Cardiovascular Institute of the South (CIS) shared a story of a Bourg woman who recently visited the institute for a 30-day follow-up after having a high-risk valve-in-valve procedure to treat aortic stenosis, or a leaky mitral valve. Here’s their story:
Sherry Theriot, 72 of Bourg, visited Dr. Peter Fail at CIS Houma yesterday for her 30-day follow-up after having a high-risk valve-in-valve procedure to treat aortic stenosis, or a leaky mitral valve.
Sherry had previously had a bio-prosthetic surgical valve replacement in 2016 for this condition. But years later, she began suffering from shortness of breath and fatigue. Her aortic valve was deteriorating, and she was very weak. She was on oxygen throughout the day and taking nitroglycerin frequently to relieve her symptoms of heart failure. “I was so sick; I knew I was dying,” she said. She was even scared to fall asleep at night because she didn’t know if she would wake up. “We would sleep in bed with her, with our hands on her heart,” said her daughter, Amy. “That’s the only way she would fall asleep.”
Sherry explained to Dr. Fail how she was feeling. “I was so weak and I had no more energy to fight,” she recalled. Dr. Fail told Sherry about a high-risk procedure technique called BASILICA, in which he could interventionally place a new valve into the prosthetic valve she already had. She was very high-risk and not a candidate for open heart surgery. She and her family chose to proceed with the procedure, hoping that it would be successful while also understanding the risks.

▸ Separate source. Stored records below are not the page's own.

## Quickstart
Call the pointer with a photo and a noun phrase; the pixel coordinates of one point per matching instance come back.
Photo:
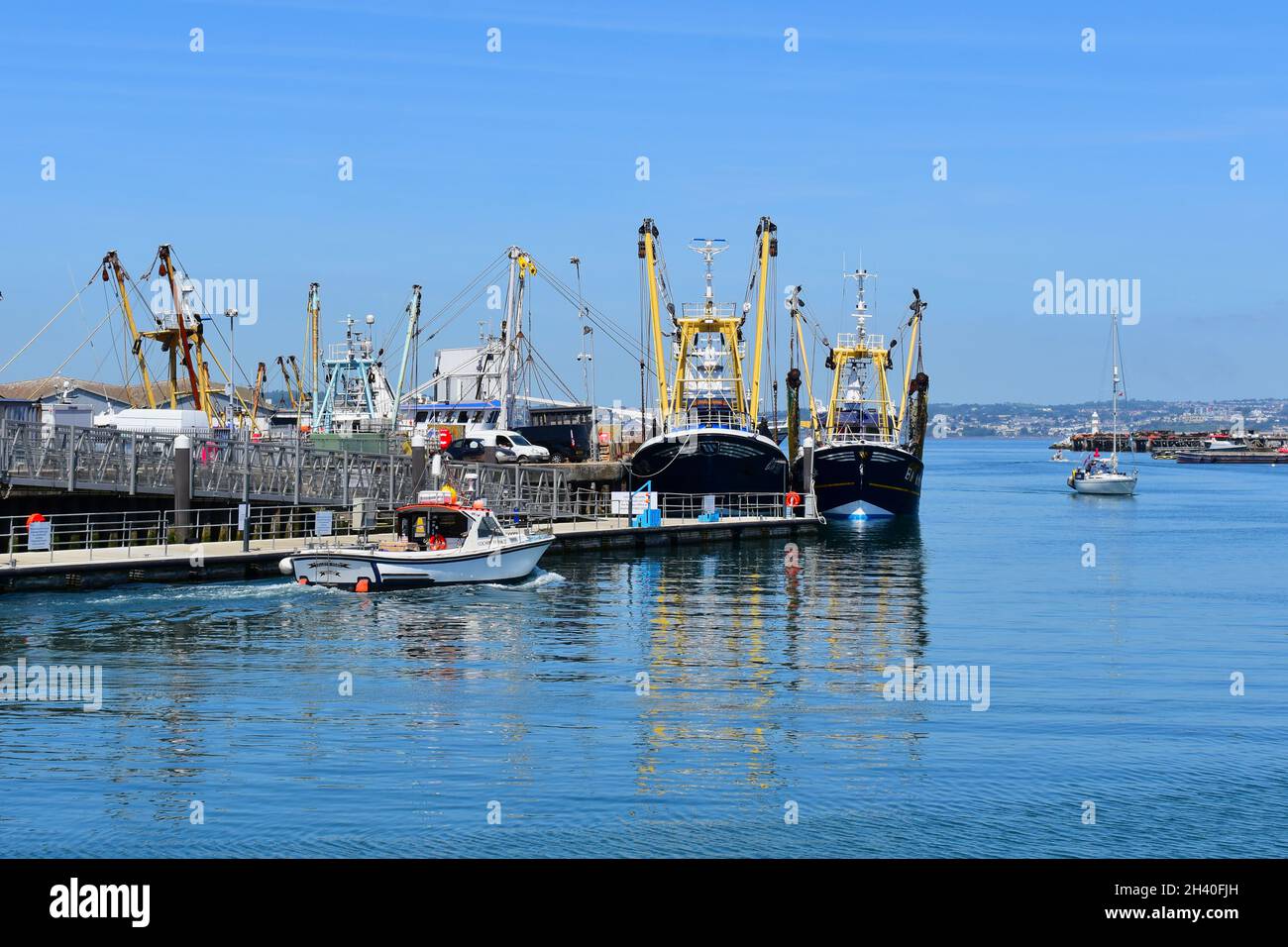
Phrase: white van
(524, 451)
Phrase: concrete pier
(239, 561)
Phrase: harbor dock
(140, 558)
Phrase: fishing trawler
(711, 440)
(1100, 475)
(868, 462)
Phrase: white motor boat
(439, 543)
(1099, 475)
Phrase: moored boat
(711, 438)
(868, 458)
(1099, 475)
(438, 543)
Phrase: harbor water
(704, 699)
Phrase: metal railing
(121, 535)
(223, 467)
(593, 510)
(709, 418)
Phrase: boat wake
(537, 579)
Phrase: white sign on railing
(39, 536)
(625, 502)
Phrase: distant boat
(1100, 475)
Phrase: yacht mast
(1113, 317)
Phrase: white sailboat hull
(1104, 483)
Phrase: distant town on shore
(1019, 420)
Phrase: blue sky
(1113, 163)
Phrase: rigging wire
(43, 329)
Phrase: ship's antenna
(708, 248)
(861, 305)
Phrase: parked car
(524, 451)
(566, 432)
(476, 449)
(510, 447)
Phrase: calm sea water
(1108, 684)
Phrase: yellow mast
(809, 382)
(915, 305)
(136, 339)
(648, 253)
(768, 249)
(180, 342)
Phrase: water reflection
(750, 648)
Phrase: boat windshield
(425, 525)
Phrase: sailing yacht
(868, 459)
(1100, 475)
(709, 440)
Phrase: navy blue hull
(861, 480)
(711, 463)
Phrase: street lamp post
(588, 363)
(231, 386)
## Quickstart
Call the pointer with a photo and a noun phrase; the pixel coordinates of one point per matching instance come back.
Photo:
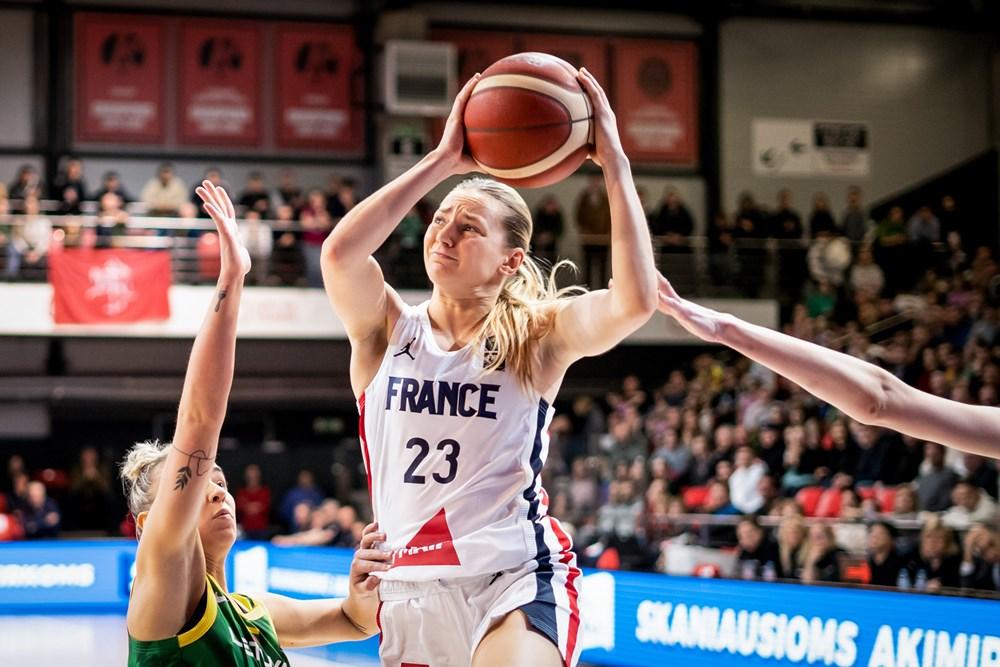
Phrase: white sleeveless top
(454, 458)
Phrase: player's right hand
(368, 559)
(234, 256)
(452, 146)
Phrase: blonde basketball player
(180, 611)
(455, 398)
(863, 391)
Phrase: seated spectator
(935, 483)
(164, 194)
(255, 196)
(937, 562)
(867, 277)
(970, 505)
(758, 557)
(305, 491)
(744, 484)
(822, 556)
(820, 219)
(316, 225)
(253, 504)
(112, 219)
(980, 568)
(112, 182)
(673, 453)
(982, 472)
(620, 515)
(39, 516)
(69, 188)
(30, 241)
(27, 183)
(854, 223)
(547, 230)
(791, 546)
(288, 191)
(884, 562)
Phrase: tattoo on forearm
(222, 295)
(198, 464)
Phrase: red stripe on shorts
(364, 446)
(571, 592)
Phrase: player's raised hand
(607, 142)
(452, 146)
(235, 257)
(368, 559)
(702, 322)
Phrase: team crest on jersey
(491, 354)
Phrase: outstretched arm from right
(861, 390)
(353, 280)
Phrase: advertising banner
(119, 82)
(656, 100)
(219, 83)
(106, 286)
(628, 619)
(803, 147)
(314, 67)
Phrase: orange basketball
(528, 122)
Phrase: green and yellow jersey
(232, 629)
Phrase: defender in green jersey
(181, 612)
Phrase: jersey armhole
(206, 621)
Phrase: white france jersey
(454, 459)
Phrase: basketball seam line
(541, 126)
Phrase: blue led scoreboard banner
(628, 618)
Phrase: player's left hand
(368, 559)
(607, 142)
(234, 256)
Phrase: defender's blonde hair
(527, 305)
(136, 471)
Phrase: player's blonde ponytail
(524, 312)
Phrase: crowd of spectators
(717, 454)
(85, 501)
(283, 227)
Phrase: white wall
(924, 94)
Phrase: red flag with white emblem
(109, 285)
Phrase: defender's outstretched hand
(452, 146)
(702, 322)
(607, 142)
(235, 257)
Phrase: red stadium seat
(886, 498)
(808, 498)
(829, 504)
(694, 497)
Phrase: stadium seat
(886, 498)
(808, 497)
(829, 504)
(694, 497)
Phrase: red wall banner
(103, 286)
(119, 78)
(219, 83)
(314, 67)
(477, 50)
(656, 100)
(578, 51)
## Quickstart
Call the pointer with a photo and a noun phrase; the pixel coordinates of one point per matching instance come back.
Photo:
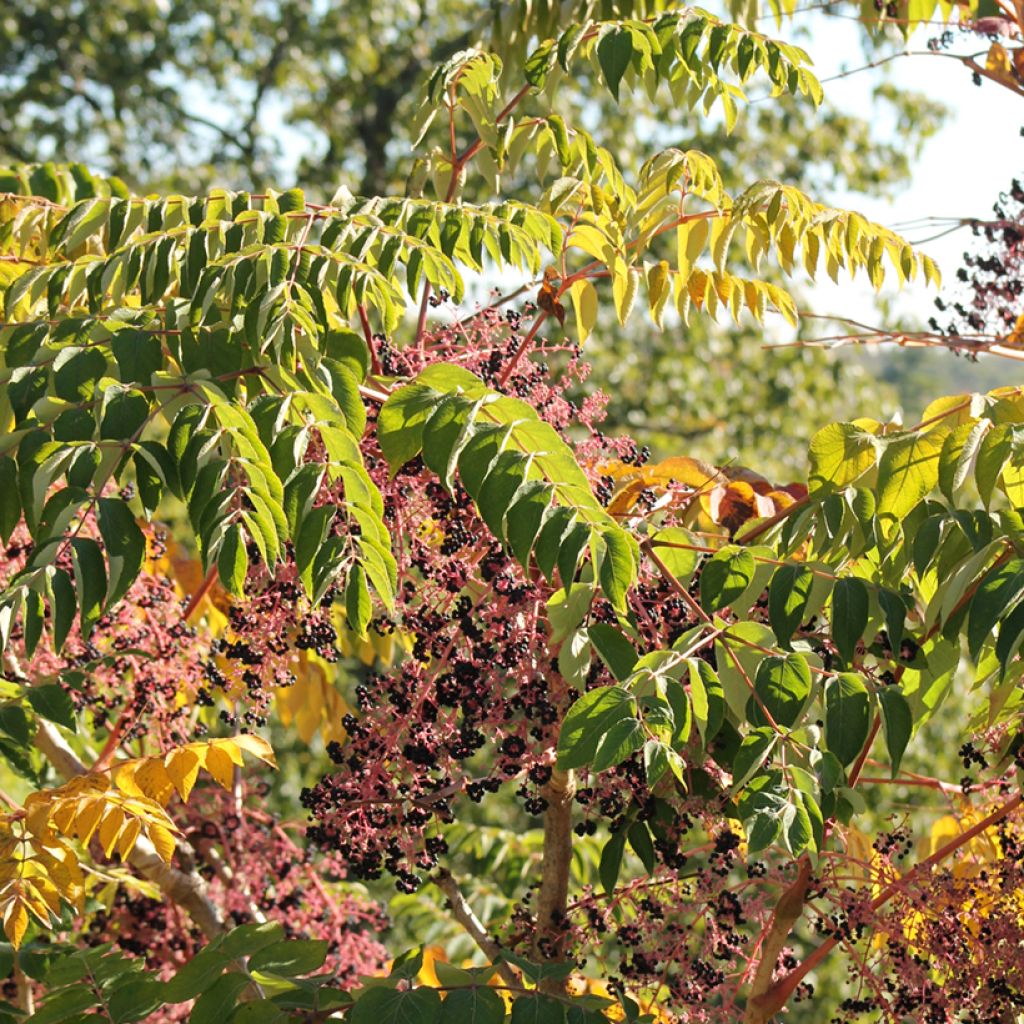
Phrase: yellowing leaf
(220, 766)
(182, 769)
(163, 842)
(997, 61)
(256, 745)
(585, 306)
(625, 282)
(907, 471)
(840, 454)
(15, 922)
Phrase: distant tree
(665, 715)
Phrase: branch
(787, 912)
(774, 999)
(463, 912)
(549, 937)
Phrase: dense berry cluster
(992, 278)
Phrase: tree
(248, 96)
(676, 676)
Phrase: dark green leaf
(611, 861)
(51, 701)
(848, 716)
(587, 722)
(217, 1001)
(135, 999)
(10, 504)
(232, 562)
(292, 957)
(90, 582)
(617, 744)
(898, 722)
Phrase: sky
(961, 171)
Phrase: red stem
(776, 997)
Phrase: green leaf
(658, 759)
(588, 721)
(783, 684)
(358, 606)
(725, 577)
(849, 615)
(753, 751)
(617, 566)
(798, 833)
(124, 413)
(232, 562)
(898, 722)
(197, 976)
(537, 1009)
(707, 699)
(999, 591)
(248, 939)
(64, 607)
(52, 702)
(848, 716)
(90, 582)
(480, 1005)
(10, 503)
(907, 471)
(14, 723)
(617, 744)
(614, 51)
(292, 957)
(135, 999)
(392, 1006)
(611, 861)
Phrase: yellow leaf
(110, 829)
(127, 839)
(220, 766)
(85, 819)
(163, 842)
(153, 779)
(256, 745)
(658, 288)
(625, 283)
(585, 306)
(231, 747)
(15, 921)
(182, 769)
(997, 62)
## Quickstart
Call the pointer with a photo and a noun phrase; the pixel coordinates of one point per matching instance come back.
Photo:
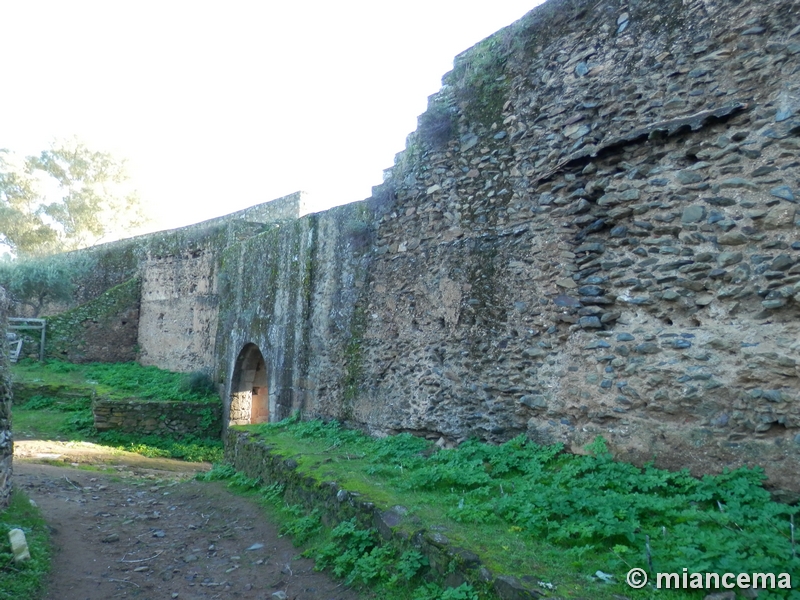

As morbid as it sounds, Sherry and her family were prepared for the worst due to her high-risk condition. They went so far as to buy a dress for Sherry to wear for her own funeral. The night before her surgery, Sherry’s family joined her for an evening of quality time, including prayers and a visit from her parish priest for her last sacraments. She and her family stayed up almost all night reminiscing and sharing stories and memories. Sherry has 5 sisters, 4 children, 7 grandchildren and 2 great grandchildren.
“I thought I was going to lose her,” said her husband, Mike. But Sherry was determined to pull through her procedure. “I wasn’t going to let go, not with a doctor like him,” she said of Dr. Fail. “He made me feel safe. I wasn’t going to let anybody say it was my time.”
Sherry’s procedure took place in the catheterization lab at Terrebonne General Health System. In this unique procedure performed by Dr. Fail, an electrified wire is weaved through the catheter and splits the failing valve’s leaflet in two, allowing blood flow into the coronary artery before the new valve is deployed. This prevents the concern
of coronary artery obstruction during transcatheter aortic valve replacement (TAVR). Meanwhile, Sherry’s family and friends gathered to pray and anxiously wait (pictured to left). Ultimately, the procedure was a success.
Sherry and her family could not be more thankful to Dr. Fail and his team at CIS who have given her her life back. Only four weeks post-procedure, Sherry is back to cooking, washing dishes and planting okra in her garden. She only uses her oxygen at night, and her symptoms are nearly gone. “Dr. Fail is one-of-a-kind,” Sherry said. She even brought him vegetables from her garden.
Sherry is thankful to all those who prayed for her and her family through this time. In fact, her family threw her a “thank God I’m still alive” party. When asked about her “funeral dress,” she said, “I’ll never wear it. I might even burn it!”
At her appointment, Dr. Fail said her new valve looked phenomenal. “I’m so thankful for you,” she told him. “Without you…,” she trailed off with tears in her eyes. “You’re a lifesaver.”
“You are amazing, mom,” Amy chimed in. “These are her bonus years.”
“Our family motto is ‘make it happen’,” said Amy. “And that’s just what she did.”